Samantha Moore, the youth program coordinator at the Canadian Council of the Blind (CCB), says the delay was difficult, especially for young Canadians with disabilities, who may have been precariously employed before the pandemic hit. 

She points to people with disabilities across all demographics being underemployed. Young people are even more likely to be employed part-time or through contract work.

“We typically don’t have as much of a cushion to fall back on,” says Moore, who is partially sighted. “What I heard from most people in the community was when the whole survival of the fittest concept kicks in, you can get buried a little bit if you don’t have family or direct support.”

Carla Qualtrough, the federal minister for persons with disabilities, did not respond to a request for comment.

Shaken out of complacency
However, Moore says she sees new possibilities opening up as a result of the pandemic. Working from home, she says, could reduce employment related barriers.

“It’s definitely shone a light on how easy it can be to accommodate someone with a disability,” she says.

“I think we’re heading towards some big changes. I hope when people with disabilities say, ‘Hey, I need this. This would really make a difference,’ that people listen and say, ‘Yeah, let’s give it a shot.’ At least let’s give it a shot.”

Her colleague Shelley Ann Morris, an administrator at the Canadian Council of the Blind, is hopeful, too.

“One of the things that the pandemic has done is really shaken us out of our complacency,” says Morris. “What I’m really hoping is that the pandemic will allow us to carry forward the flexibility and the choices that we now have.

She sees herself eventually returning to the office a few days a week, but she also sees value in having the choice to continue working from home.

Morris, who has partial vision, explains her eyesight decreases in bright sunlight in the winter, a factor that people who are sighted may not be aware of.

“If it’s a really cold, sunny day and I decide, ‘Oh, I’m having a blind day,’ then I can work in my home office just as well,” she says.

 

Anne Malone, an accessibility advocate living in St.
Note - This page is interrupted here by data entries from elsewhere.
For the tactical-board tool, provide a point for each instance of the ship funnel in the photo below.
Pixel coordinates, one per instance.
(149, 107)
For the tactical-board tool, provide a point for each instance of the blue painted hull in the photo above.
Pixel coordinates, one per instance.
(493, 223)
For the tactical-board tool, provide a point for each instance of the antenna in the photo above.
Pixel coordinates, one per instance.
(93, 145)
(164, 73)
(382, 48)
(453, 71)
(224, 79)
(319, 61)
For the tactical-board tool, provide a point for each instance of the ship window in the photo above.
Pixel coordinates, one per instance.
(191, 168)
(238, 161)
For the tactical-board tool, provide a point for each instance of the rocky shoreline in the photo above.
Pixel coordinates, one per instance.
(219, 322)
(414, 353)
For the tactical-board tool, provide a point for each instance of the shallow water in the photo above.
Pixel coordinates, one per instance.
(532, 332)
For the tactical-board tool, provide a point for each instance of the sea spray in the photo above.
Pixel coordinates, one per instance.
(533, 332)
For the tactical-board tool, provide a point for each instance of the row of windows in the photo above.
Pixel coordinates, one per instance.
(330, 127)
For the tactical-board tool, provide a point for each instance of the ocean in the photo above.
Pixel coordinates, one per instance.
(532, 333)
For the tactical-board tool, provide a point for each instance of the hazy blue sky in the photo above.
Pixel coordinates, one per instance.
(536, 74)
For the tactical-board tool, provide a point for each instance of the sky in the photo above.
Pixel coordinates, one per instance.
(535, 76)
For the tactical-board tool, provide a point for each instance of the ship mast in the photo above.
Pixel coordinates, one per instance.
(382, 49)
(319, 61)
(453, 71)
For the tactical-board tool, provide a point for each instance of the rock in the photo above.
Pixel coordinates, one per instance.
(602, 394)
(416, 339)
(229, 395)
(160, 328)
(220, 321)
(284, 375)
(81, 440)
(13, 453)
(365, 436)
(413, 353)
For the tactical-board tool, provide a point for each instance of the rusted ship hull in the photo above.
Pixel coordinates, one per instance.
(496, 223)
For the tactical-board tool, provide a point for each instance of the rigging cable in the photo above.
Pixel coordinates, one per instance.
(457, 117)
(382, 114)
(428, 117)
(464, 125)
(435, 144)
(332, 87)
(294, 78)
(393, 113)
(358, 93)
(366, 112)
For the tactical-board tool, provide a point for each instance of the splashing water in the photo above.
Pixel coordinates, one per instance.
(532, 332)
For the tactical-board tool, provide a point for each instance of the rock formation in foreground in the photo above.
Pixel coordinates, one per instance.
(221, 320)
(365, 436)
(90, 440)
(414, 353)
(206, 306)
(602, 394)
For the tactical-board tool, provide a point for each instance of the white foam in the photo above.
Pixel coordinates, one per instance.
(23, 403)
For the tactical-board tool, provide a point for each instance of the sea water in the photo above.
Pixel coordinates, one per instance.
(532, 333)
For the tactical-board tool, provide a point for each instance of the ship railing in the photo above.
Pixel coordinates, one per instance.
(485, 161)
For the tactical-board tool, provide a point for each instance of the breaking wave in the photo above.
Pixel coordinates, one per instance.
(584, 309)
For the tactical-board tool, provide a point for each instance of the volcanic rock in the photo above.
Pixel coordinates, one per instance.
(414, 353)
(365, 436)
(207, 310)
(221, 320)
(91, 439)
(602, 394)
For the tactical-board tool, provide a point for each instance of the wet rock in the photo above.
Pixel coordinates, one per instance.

John’s, N.L., says that she believes the pandemic has caused a shift that will in the long run make the world a more accessible place. (Photo submitted by Anne Malone)

New horizons
For Malone, a world with that kind of flexibility is what she sees as the higher-level goal of accessibility, beyond what she calls the “nuts and bolts,” such as ramps or accessible websites. 

“I think our work as accessibility advocates will be done when nobody thinks anymore of an accommodation as being something extra, as being an add on,” says Malone.

She believes the pandemic has caused a shift that will move the world closer to these goals.

“Once that kind of accessibility exists, it is a portal to the intangibles. Employment, education, relationships. Anything that requires a social world.”